« Être simplement ce que nous sommes est politique » : le trio disco Say She She impressionne Nile Rodgers et crée des chansons de protestation audacieuses
Leur histoire d'origine était peut-être typiquement new-yorkaise, mais le groupe de « soul discodélique » est maintenant réparti aux États-Unis – et ils sont plus déterminés que jamais à se faire entendre.L'histoire d'origine de Say She She est tellement typiquement new-yorkaise qu'elle aurait pu être tirée d'un épisode plus diversifié racialement de Girls de Lena Dunham. Elle implique un immeuble d'habitation « gnarly » de huit étages dans le Lower East Side de Manhattan, une fête sur le toit qui s'est transformée en concours de chant et un premier concert dans le bar le plus cool de Brooklyn. Il est donc légèrement décevant de découvrir qu'un seul membre du trio appelle encore la Grosse Pomme son chez-soi.
« Je suis la dernière debout », confirme Sabrina Cunningham alors qu'elle apparaît sur Zoom, appelant de sa maison à Brooklyn.
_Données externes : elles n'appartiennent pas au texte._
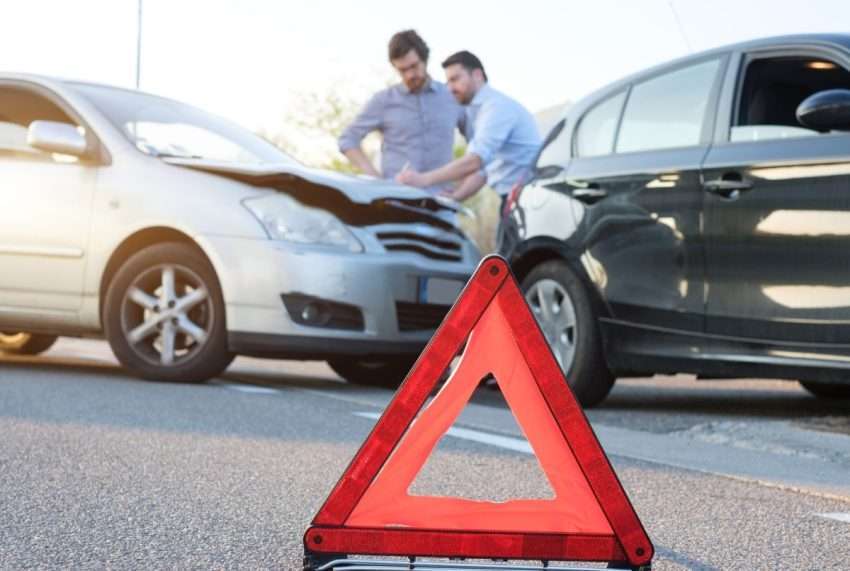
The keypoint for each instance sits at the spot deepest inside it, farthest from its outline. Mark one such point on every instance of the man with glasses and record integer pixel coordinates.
(416, 117)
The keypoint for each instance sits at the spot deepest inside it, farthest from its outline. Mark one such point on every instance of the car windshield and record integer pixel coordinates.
(165, 128)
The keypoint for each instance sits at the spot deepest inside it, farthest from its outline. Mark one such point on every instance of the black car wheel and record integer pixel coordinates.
(25, 343)
(562, 307)
(827, 390)
(388, 373)
(164, 315)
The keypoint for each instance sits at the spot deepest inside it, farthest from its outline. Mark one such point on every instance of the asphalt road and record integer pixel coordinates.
(99, 470)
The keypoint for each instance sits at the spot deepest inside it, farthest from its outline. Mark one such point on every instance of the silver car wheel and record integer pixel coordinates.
(554, 310)
(167, 314)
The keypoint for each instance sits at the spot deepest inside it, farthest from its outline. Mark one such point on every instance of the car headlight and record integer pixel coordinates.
(284, 218)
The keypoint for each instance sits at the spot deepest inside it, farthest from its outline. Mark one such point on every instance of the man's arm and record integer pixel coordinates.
(468, 186)
(369, 119)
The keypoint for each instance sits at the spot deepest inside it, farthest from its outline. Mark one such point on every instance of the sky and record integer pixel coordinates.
(252, 61)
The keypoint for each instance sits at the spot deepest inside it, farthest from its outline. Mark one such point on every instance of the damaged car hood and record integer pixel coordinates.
(357, 200)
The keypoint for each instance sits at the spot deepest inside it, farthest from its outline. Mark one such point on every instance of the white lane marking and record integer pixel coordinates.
(506, 442)
(252, 389)
(837, 516)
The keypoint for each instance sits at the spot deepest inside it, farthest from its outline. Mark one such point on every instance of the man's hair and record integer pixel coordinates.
(406, 40)
(468, 60)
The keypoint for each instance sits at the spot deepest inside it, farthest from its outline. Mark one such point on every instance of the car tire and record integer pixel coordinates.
(827, 390)
(164, 315)
(387, 373)
(561, 304)
(25, 343)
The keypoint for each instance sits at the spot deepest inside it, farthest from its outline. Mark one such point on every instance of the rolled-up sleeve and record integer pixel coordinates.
(492, 128)
(369, 119)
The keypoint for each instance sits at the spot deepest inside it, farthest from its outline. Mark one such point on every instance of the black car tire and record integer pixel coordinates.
(192, 272)
(588, 375)
(25, 343)
(387, 373)
(827, 390)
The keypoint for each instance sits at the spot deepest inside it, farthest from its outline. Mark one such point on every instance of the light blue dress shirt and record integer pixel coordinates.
(417, 128)
(504, 135)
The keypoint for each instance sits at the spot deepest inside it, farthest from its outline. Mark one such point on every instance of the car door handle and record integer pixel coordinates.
(589, 194)
(727, 187)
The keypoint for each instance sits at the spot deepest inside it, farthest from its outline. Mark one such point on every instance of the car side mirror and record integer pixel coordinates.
(55, 137)
(826, 110)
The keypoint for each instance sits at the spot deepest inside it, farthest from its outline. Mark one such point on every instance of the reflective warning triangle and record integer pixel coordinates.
(371, 512)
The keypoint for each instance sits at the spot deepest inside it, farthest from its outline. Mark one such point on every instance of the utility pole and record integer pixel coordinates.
(139, 46)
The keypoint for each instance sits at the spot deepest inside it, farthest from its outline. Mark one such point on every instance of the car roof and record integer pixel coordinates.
(836, 40)
(49, 80)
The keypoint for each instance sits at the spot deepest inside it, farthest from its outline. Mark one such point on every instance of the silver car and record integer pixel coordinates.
(185, 240)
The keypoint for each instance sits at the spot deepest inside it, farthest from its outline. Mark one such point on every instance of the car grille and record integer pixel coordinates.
(419, 316)
(443, 248)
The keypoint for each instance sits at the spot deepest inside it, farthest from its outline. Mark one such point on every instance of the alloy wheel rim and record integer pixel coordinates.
(555, 313)
(167, 315)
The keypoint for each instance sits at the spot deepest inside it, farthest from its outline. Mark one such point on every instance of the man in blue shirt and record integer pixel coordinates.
(416, 117)
(503, 136)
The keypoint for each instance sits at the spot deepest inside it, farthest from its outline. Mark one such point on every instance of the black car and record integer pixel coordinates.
(695, 218)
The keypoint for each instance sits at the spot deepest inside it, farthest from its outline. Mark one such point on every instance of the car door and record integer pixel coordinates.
(45, 217)
(777, 219)
(641, 198)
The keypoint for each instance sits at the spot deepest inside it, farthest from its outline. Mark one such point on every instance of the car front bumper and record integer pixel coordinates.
(372, 303)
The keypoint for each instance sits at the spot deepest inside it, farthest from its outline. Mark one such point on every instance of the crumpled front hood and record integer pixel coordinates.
(357, 200)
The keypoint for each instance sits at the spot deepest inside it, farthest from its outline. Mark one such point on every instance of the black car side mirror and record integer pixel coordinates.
(826, 110)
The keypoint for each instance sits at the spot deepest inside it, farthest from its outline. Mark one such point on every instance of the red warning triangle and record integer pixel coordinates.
(371, 512)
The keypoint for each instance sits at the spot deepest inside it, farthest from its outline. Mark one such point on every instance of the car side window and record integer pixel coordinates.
(598, 127)
(669, 110)
(773, 88)
(18, 109)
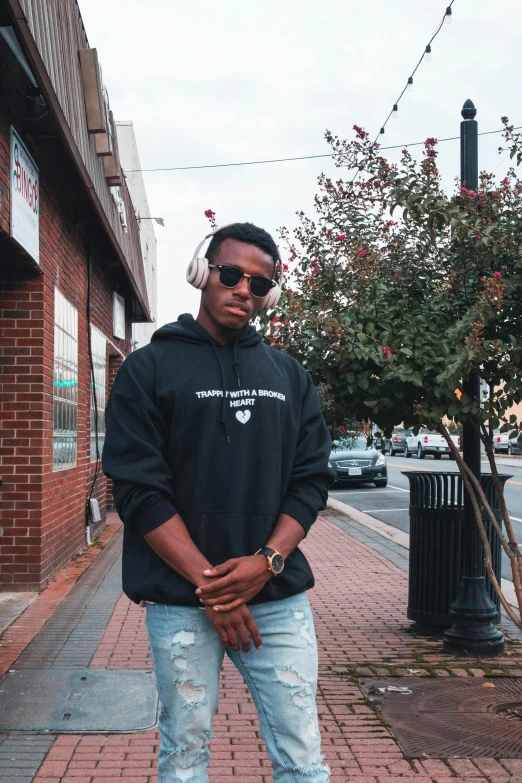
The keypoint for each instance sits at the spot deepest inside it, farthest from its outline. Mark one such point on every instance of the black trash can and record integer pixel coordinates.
(436, 511)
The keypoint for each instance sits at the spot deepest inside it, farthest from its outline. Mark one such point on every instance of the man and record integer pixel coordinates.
(217, 449)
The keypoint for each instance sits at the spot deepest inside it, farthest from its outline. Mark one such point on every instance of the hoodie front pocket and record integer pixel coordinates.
(223, 535)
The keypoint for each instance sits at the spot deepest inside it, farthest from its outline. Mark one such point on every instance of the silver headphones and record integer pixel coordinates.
(198, 272)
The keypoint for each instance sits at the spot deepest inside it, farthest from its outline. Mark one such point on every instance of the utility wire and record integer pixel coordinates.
(303, 157)
(447, 15)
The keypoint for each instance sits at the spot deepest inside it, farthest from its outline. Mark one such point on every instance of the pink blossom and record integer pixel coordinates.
(361, 134)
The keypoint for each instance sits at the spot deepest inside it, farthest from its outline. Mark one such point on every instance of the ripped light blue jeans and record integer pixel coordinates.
(282, 678)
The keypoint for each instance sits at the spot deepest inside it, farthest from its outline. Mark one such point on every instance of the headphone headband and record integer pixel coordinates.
(198, 271)
(216, 231)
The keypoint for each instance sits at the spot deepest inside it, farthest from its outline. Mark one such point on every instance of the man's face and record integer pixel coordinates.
(232, 308)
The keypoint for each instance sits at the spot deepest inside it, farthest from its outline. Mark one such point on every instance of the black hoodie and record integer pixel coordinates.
(227, 436)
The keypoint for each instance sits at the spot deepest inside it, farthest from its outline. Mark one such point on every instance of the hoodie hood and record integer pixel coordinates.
(187, 329)
(229, 437)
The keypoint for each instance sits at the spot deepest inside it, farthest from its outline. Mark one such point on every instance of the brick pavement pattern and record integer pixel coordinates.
(359, 605)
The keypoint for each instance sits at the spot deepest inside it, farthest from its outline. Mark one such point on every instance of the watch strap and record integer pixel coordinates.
(267, 551)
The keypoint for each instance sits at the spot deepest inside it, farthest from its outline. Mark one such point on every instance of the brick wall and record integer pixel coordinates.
(42, 511)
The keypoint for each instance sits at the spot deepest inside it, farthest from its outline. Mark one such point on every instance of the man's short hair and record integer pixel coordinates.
(244, 232)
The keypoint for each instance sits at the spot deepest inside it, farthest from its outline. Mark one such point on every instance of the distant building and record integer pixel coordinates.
(72, 283)
(130, 161)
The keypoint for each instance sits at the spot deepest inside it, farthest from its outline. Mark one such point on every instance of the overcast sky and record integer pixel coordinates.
(208, 81)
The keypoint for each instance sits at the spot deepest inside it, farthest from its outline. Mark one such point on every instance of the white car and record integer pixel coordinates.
(500, 442)
(428, 442)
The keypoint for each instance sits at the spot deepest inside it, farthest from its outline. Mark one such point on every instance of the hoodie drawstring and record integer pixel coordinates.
(236, 364)
(223, 403)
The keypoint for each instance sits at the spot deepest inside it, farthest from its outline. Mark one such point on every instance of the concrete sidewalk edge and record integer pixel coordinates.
(401, 538)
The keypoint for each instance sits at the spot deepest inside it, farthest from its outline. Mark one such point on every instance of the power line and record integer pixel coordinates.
(448, 13)
(302, 157)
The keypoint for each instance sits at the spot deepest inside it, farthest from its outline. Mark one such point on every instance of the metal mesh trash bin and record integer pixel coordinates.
(436, 519)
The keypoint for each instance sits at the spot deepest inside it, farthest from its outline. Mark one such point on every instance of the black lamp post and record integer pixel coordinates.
(473, 610)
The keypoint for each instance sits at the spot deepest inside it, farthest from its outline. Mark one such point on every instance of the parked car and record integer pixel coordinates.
(428, 442)
(500, 442)
(351, 461)
(395, 444)
(514, 446)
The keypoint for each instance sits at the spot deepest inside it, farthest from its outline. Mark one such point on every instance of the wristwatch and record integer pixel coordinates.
(275, 561)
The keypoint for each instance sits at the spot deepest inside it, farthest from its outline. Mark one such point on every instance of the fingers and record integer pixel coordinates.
(218, 587)
(220, 570)
(224, 600)
(235, 603)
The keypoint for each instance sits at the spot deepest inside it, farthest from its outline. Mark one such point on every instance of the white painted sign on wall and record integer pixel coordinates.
(118, 316)
(25, 198)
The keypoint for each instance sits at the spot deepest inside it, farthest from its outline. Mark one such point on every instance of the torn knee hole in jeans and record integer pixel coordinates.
(184, 638)
(192, 694)
(303, 627)
(185, 757)
(302, 696)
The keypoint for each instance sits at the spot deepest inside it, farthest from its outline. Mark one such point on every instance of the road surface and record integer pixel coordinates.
(391, 503)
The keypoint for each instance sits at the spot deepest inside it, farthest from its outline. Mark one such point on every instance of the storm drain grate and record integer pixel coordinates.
(451, 718)
(68, 701)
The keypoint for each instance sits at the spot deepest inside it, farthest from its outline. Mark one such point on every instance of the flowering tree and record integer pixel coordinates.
(396, 290)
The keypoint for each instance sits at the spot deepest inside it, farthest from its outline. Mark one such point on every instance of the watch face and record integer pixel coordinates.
(277, 564)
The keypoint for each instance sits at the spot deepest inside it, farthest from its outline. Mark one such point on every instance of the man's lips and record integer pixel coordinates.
(237, 308)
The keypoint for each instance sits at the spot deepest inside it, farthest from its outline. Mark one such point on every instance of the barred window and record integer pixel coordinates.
(65, 388)
(99, 352)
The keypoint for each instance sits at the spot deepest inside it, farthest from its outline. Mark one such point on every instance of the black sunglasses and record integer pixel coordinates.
(231, 276)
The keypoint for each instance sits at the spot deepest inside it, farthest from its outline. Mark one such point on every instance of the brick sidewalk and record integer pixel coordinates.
(359, 604)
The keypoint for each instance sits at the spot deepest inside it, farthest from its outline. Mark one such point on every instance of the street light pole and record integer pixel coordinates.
(473, 610)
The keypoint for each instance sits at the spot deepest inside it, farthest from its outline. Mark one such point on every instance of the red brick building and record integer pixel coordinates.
(71, 284)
Elle est suivie par Nya Gazelle Brown, qui a terminé la récente tournée européenne du groupe, y compris un concert à guichets fermés au Roundhouse de Londres, d'une capacité de 3 000 places, alors qu'elle était enceinte de sept mois. « J'ai déménagé dans le Maryland pendant le Covid », dit Brown. « J'avais besoin de m'étendre et je voulais être près de ma famille. » La dernière à arriver est Piya Malik, née à Londres, qui vit maintenant à Los Angeles. « Nous sommes juste très nomades », dit-elle.